Várias estações de rádio referiram igualmente a notícia nos seus programas de actualidades, acrescentando então que já me encontrava preso.
Semelhante acusação nesse momento, com o “agente da PIDE” a passear nas ruas de Lisboa, era suficiente para acarretar consequências desagradáveis, para não dizer perigosas.
Com repugnância, mas à cautela, requeri à Junta de Salvação Nacional que averiguasse e passasse o papelinho ilibatório de que eu não figurava nos arquivos da PIDE. No dia seguinte, de volta a Amsterdam, pedi uma entrevista ao presidente da Universidade, que logo ma concedeu e que, já ao corrente do acontecido, me aconselhou a que levasse Saraiva a tribunal.
Assim fiz. Seguiu-se um longo processo jurídico, mas a 4 de Outubro de 1974 o tribunal de Amsterdam condenoui Saraiva por difamação. Ficou-lhe proibido expressar sobre mim em público quaisquer opiniões; esteve a sentença, por decisão do tribunal, exposta durante oito dias nos quadros de avisos da universidade; foi o réu condenado às custas do processo.
Quase logo a seguir mandaram-lhe que se apresentasse no gabinete do presidente da Faculdade de Letras, onde lhe foi dito que assinasse a carta de demissão que para ele tinham preparado. Ele assim fez, evitando maior escândalo.
Na mesma altura veio a saber-se que, tomando cautelas, tinha entretanto cuidado que o nomeassem catedrático da Universidade Nova de Lisboa.
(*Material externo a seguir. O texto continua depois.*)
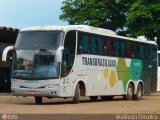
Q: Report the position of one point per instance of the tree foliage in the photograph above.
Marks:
(108, 14)
(144, 19)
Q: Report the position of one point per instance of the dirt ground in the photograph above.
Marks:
(25, 105)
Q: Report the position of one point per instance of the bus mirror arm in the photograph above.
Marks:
(59, 54)
(5, 52)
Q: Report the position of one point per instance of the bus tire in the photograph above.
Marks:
(139, 92)
(76, 97)
(130, 93)
(106, 98)
(93, 98)
(38, 100)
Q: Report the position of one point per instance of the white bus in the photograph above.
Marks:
(79, 60)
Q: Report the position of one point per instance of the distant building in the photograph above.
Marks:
(8, 37)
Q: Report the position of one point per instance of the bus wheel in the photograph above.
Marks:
(130, 91)
(38, 100)
(93, 98)
(106, 98)
(76, 97)
(139, 92)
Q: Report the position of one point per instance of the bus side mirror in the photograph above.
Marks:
(5, 52)
(59, 54)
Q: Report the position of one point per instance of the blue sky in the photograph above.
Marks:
(26, 13)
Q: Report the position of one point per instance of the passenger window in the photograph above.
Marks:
(141, 48)
(93, 45)
(85, 43)
(100, 45)
(116, 49)
(122, 49)
(109, 46)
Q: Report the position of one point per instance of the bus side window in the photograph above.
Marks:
(85, 43)
(108, 46)
(122, 49)
(137, 53)
(158, 59)
(116, 51)
(141, 48)
(154, 52)
(147, 52)
(93, 45)
(100, 46)
(129, 52)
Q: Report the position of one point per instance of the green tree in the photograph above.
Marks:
(144, 19)
(109, 14)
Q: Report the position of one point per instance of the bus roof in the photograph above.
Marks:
(85, 28)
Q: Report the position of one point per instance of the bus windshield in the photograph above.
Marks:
(35, 64)
(39, 40)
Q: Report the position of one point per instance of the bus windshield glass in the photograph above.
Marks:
(39, 40)
(35, 64)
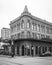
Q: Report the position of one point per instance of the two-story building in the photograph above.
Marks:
(28, 32)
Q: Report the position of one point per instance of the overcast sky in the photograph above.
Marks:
(10, 9)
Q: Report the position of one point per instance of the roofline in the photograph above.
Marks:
(33, 17)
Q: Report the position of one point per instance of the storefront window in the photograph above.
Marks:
(28, 24)
(22, 24)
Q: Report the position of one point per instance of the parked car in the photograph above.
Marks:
(47, 53)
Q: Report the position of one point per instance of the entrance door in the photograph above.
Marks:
(23, 50)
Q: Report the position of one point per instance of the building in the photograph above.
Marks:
(29, 33)
(5, 33)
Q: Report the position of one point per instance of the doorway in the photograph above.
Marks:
(22, 50)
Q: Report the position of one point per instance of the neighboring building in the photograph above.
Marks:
(5, 33)
(28, 32)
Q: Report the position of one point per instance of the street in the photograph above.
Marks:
(24, 60)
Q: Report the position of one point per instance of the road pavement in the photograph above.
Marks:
(24, 60)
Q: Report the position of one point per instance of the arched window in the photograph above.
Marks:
(28, 34)
(22, 24)
(18, 26)
(28, 23)
(22, 35)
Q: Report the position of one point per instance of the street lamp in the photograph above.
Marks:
(12, 49)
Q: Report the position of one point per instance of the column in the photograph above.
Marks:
(20, 51)
(30, 50)
(15, 50)
(34, 50)
(47, 48)
(41, 50)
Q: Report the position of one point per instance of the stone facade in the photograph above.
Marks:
(27, 31)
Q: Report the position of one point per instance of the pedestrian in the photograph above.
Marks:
(12, 54)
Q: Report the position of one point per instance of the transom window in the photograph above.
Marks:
(28, 23)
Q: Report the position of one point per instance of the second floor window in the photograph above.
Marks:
(18, 26)
(22, 35)
(42, 29)
(22, 24)
(28, 34)
(47, 30)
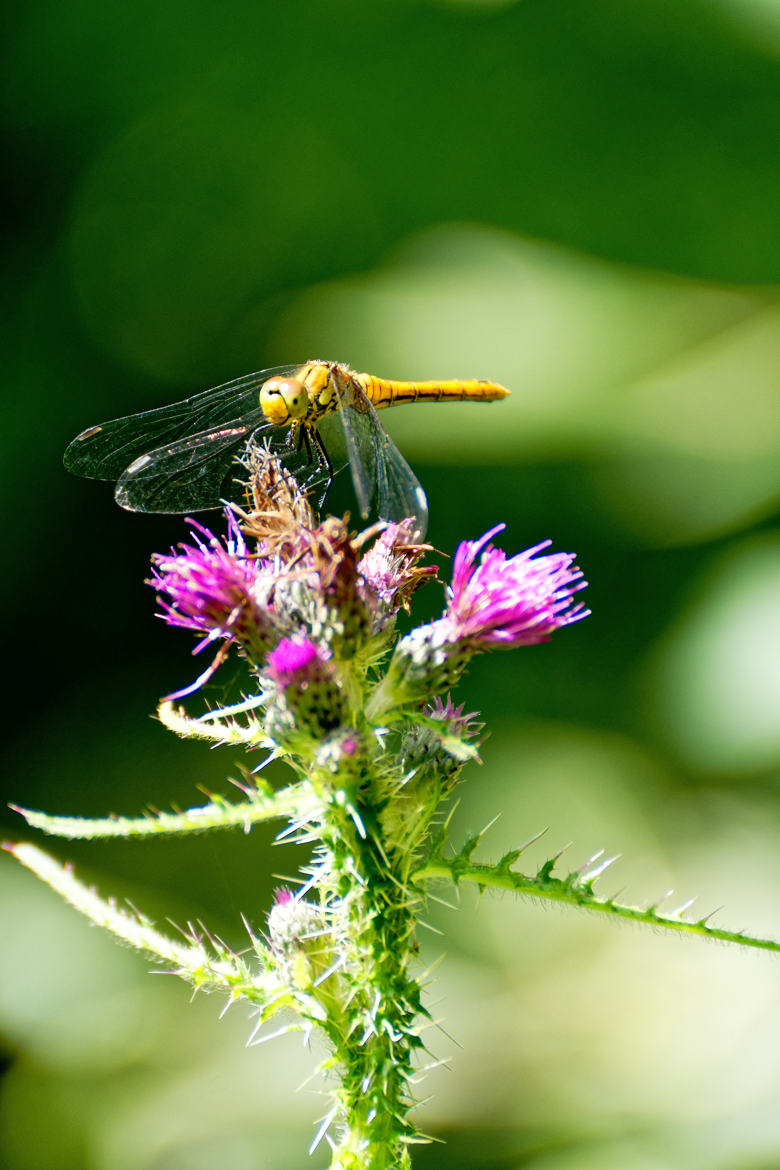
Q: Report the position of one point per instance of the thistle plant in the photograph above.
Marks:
(375, 745)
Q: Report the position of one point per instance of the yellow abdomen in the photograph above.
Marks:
(386, 392)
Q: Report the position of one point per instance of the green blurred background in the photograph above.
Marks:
(579, 199)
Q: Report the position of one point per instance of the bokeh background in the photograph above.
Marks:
(577, 199)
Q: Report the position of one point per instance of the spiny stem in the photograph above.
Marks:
(574, 890)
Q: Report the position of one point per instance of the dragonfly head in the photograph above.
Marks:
(283, 400)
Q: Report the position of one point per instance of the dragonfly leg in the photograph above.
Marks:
(324, 467)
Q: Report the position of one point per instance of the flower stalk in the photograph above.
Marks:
(375, 745)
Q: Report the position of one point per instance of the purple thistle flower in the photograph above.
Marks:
(295, 661)
(510, 601)
(215, 589)
(494, 601)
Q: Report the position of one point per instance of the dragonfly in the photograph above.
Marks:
(185, 456)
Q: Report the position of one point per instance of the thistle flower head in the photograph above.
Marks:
(511, 600)
(391, 572)
(494, 601)
(215, 589)
(295, 662)
(466, 727)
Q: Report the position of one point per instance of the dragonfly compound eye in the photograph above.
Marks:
(283, 400)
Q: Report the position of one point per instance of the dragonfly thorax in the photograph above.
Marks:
(283, 400)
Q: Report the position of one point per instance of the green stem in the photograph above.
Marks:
(379, 1027)
(578, 890)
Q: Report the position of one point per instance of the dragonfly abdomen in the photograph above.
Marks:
(385, 392)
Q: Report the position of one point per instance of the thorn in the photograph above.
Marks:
(684, 906)
(591, 876)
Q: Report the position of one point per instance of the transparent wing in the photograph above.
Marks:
(382, 479)
(202, 470)
(103, 452)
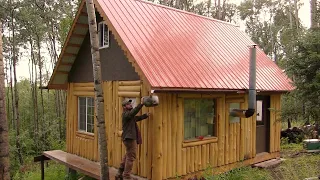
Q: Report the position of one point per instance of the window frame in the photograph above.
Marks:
(205, 140)
(103, 37)
(86, 122)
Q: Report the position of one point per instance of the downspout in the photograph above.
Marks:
(252, 89)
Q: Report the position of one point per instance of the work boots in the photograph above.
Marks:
(119, 175)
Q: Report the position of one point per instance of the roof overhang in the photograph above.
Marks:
(71, 47)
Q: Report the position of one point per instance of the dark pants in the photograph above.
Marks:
(129, 157)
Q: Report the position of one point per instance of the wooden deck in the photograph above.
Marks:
(85, 166)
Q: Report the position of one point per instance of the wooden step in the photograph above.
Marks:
(268, 164)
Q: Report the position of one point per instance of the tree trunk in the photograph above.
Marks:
(16, 95)
(313, 9)
(218, 10)
(35, 125)
(99, 104)
(42, 120)
(4, 139)
(296, 13)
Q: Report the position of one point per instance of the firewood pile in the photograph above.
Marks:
(297, 134)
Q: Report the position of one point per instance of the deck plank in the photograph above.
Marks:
(85, 166)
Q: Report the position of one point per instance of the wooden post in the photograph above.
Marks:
(169, 133)
(192, 159)
(157, 159)
(164, 138)
(179, 135)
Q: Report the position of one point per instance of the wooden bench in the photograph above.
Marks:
(74, 162)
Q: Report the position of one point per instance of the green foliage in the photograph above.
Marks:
(53, 171)
(298, 167)
(304, 68)
(272, 25)
(35, 137)
(244, 173)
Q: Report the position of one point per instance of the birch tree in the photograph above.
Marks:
(98, 91)
(4, 144)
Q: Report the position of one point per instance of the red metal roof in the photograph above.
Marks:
(177, 49)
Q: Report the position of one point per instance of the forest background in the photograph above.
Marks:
(34, 32)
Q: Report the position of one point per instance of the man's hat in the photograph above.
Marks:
(126, 101)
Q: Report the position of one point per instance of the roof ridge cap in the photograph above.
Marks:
(186, 12)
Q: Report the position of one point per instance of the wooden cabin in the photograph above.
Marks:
(199, 69)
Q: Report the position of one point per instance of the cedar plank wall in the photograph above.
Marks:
(86, 145)
(236, 141)
(162, 154)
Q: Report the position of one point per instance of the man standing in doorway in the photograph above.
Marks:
(131, 136)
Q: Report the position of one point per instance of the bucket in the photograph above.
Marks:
(151, 101)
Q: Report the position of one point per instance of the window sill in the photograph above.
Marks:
(104, 47)
(85, 135)
(196, 142)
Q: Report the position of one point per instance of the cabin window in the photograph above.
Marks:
(199, 118)
(86, 114)
(103, 33)
(231, 107)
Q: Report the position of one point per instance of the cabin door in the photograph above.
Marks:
(263, 124)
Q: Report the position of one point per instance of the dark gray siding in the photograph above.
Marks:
(114, 64)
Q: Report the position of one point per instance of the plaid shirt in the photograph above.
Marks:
(129, 124)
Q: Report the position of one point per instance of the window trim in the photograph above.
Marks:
(99, 33)
(205, 140)
(80, 131)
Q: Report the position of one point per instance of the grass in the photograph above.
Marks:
(53, 171)
(297, 165)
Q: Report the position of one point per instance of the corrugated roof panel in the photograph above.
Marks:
(177, 49)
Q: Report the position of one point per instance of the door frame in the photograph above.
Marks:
(266, 113)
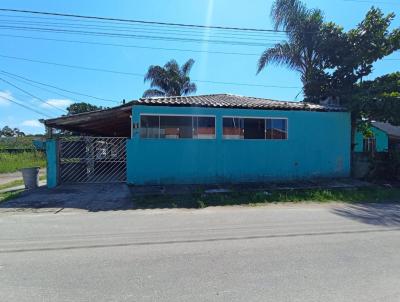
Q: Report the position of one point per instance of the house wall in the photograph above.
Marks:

Este é, verdadeiro e muito resumido, o relato dos acontecimentos passados e, pelo que me respeita, espero que seja a última vez que mexo em tanta sujidade.
Com um abraço cordial do
J. Rentes de Carvalho
(*) Israel Salvator Révah (1917-1973). Professor de estudos hispânicos no Collège de France. Grande conhecedor dos arquivos da Inquisição. Contribuiu largamente para o estudo do judaísmo espanhol e português. Especialista de Gil Vicente. Foi amigo íntimo de Saraiva nos anos 40, acusando depois este de lhe ter roubado o material que ele, Révah, tinha sobre Gil Vicente, e de ter utilizado esse material para a sua (de Saraiva) tese de doutoramento na Faculdade de Letras de Lisboa.